Capturing the happens-before relationship
Let’s look at an algorithm that determines whether two operations are concurrent, or whether one happened before another. To keep things simple, let’s start with a database that has only one replica. Once we have worked out how to do this on a single replica, we can generalize the approach to a leaderless database with multiple replicas.
Figure 5-13 shows two clients concurrently adding items to the same shopping cart. (If that example strikes you as too inane, imagine instead two air traffic controllers concurrently adding aircraft to the sector they are tracking.) Initially, the cart is empty. Between them, the clients make five writes to the database:
- 1. Client 1 adds milk to the cart. This is the first write to that key, so the server successfully stores it and assigns it version 1. The server also echoes the value back to the client, along with the version number.
- 2. Client 2 adds eggs to the cart, not knowing that client 1 concurrently added milk (client 2 thought that its eggs were the only item in the cart). The server assigns version 2 to this write, and stores eggs and milk as two separate values. It then returns both values to the client, along with the version number of 2.
- 3. Client 1, oblivious to client 2’s write, wants to add flour to the cart, so it thinks the current cart contents should be [milk, flour]. It sends this value to the server, along with the version number 1 that the server gave client 1 previously. The server can tell from the version number that the write of [milk, flour] supersedes the prior value of [milk] but that it is concurrent with [eggs]. Thus, the server assigns version 3 to [milk, flour], overwrites the version 1 value [milk], but keeps the version 2 value [eggs] and returns both remaining values to the client.
- 4. Meanwhile, client 2 wants to add ham to the cart, unaware that client 1 just added flour. Client 2 received the two values [milk] and [eggs] from the server in the last response, so the client now merges those values and adds ham to form a new value, [eggs, milk, ham]. It sends that value to the server, along with the previous version number 2. The server detects that version 2 overwrites [eggs] but is concurrent with [milk, flour], so the two remaining values are [milk, flour] with version 3, and [eggs, milk, ham] with version 4.

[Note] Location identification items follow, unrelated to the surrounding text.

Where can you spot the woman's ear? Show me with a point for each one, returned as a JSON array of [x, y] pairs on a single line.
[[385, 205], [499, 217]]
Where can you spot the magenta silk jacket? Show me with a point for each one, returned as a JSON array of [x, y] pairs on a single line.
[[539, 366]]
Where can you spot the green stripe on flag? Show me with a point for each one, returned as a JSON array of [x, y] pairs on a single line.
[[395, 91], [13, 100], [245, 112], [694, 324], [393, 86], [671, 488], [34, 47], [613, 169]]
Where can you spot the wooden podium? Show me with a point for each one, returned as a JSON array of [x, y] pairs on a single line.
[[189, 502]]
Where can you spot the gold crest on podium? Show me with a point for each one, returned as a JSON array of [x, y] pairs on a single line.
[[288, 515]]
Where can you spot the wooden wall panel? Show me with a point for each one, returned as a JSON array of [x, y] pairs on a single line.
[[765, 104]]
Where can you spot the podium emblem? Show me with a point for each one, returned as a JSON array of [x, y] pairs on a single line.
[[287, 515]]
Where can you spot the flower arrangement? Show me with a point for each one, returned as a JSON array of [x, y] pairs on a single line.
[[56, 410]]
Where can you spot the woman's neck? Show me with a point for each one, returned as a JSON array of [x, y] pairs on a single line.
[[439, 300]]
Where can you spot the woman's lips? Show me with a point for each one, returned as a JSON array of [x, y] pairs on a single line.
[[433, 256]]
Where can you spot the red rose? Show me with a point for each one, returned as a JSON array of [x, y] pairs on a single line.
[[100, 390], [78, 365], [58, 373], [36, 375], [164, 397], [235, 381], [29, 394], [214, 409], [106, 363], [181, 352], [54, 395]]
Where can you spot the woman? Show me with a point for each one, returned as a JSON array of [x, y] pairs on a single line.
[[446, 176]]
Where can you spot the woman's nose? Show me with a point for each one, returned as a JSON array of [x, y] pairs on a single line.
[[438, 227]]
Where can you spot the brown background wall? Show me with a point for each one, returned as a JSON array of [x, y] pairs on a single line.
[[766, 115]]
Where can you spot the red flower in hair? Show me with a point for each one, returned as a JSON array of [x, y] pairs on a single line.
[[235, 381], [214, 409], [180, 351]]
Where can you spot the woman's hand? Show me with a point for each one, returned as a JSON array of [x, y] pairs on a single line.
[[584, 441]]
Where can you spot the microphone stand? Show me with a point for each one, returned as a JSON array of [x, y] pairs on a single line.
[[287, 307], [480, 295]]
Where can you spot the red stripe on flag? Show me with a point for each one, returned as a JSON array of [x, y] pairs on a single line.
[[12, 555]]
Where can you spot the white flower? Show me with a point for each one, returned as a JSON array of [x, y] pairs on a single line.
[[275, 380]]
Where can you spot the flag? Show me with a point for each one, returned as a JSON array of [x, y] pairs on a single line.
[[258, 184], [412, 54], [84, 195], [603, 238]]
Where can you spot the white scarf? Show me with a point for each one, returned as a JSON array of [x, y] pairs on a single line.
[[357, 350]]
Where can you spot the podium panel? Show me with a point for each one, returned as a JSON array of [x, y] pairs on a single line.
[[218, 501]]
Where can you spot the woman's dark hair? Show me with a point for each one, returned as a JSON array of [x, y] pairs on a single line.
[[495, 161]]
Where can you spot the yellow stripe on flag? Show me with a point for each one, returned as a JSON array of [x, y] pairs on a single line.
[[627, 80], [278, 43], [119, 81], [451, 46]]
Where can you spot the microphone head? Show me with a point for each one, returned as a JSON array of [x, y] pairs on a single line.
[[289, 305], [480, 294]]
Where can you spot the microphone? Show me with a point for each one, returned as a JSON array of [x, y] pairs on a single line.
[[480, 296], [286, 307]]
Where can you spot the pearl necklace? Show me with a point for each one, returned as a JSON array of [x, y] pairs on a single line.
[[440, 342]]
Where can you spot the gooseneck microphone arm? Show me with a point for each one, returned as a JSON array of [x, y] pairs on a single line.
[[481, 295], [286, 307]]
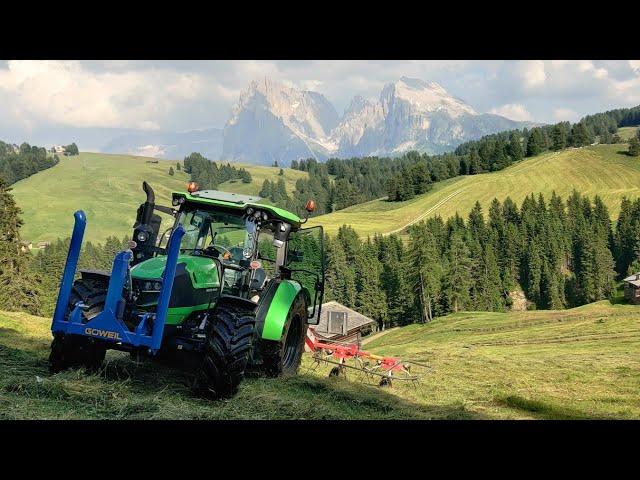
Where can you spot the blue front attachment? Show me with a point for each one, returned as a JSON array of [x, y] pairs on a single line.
[[108, 325]]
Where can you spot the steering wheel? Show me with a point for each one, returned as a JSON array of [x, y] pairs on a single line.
[[225, 250]]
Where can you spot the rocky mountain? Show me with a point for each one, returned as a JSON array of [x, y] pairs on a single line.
[[273, 121], [169, 145]]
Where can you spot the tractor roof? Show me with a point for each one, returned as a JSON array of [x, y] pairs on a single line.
[[237, 201]]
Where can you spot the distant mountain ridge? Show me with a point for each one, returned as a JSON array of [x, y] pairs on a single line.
[[169, 145], [273, 121]]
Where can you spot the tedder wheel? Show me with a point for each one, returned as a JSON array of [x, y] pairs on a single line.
[[227, 351], [75, 351], [283, 357]]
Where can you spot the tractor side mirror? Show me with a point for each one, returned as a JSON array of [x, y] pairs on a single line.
[[295, 256], [310, 206]]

- 5. Finally, client 1 wants to add bacon. It previously received [milk, flour] and [eggs] from the server at version 3, so it merges those, adds bacon, and sends the final value [milk, flour, eggs, bacon] to the server, along with the version number 3. This overwrites [milk, flour] (note that [eggs] was already overwritten in the last step) but is concurrent with [eggs, milk, ham], so the server keeps those two concurrent values.
Figure 5-13. Capturing causal dependencies between two clients concurrently editing a shopping cart.
The dataflow between the operations in Figure 5-13 is illustrated graphically in Figure 5-14. The arrows indicate which operation happened before which other operation, in the sense that the later operation knew about or depended on the earlier one. In this example, the clients are never fully up to date with the data on the server, since there is always another operation going on concurrently. But old versions of the value do get overwritten eventually, and no writes are lost.
Figure 5-14. Graph of causal dependencies in Figure 5-13.
Note that the server can determine whether two operations are concurrent by looking at the version numbers—it does not need to interpret the value itself (so the value could be any data structure). The algorithm works as follows:
Leaderless Replication | 189
- • The server maintains a version number for every key, increments the version number every time that key is written, and stores the new version number along with the value written.
- • When a client reads a key, the server returns all values that have not been overwritten, as well as the latest version number. A client must read a key before writing.
- • When a client writes a key, it must include the version number from the prior read, and it must merge together all values that it received in the prior read. (The response from a write request can be like a read, returning all current values, which allows us to chain several writes like in the shopping cart example.)
- • When the server receives a write with a particular version number, it can overwrite all values with that version number or below (since it knows that they have been merged into the new value), but it must keep all values with a higher version number (because those values are concurrent with the incoming write).
When a write includes the version number from a prior read, that tells us which previous state the write is based on. If you make a write without including a version number, it is concurrent with all other writes, so it will not overwrite anything—it will just be returned as one of the values on subsequent reads.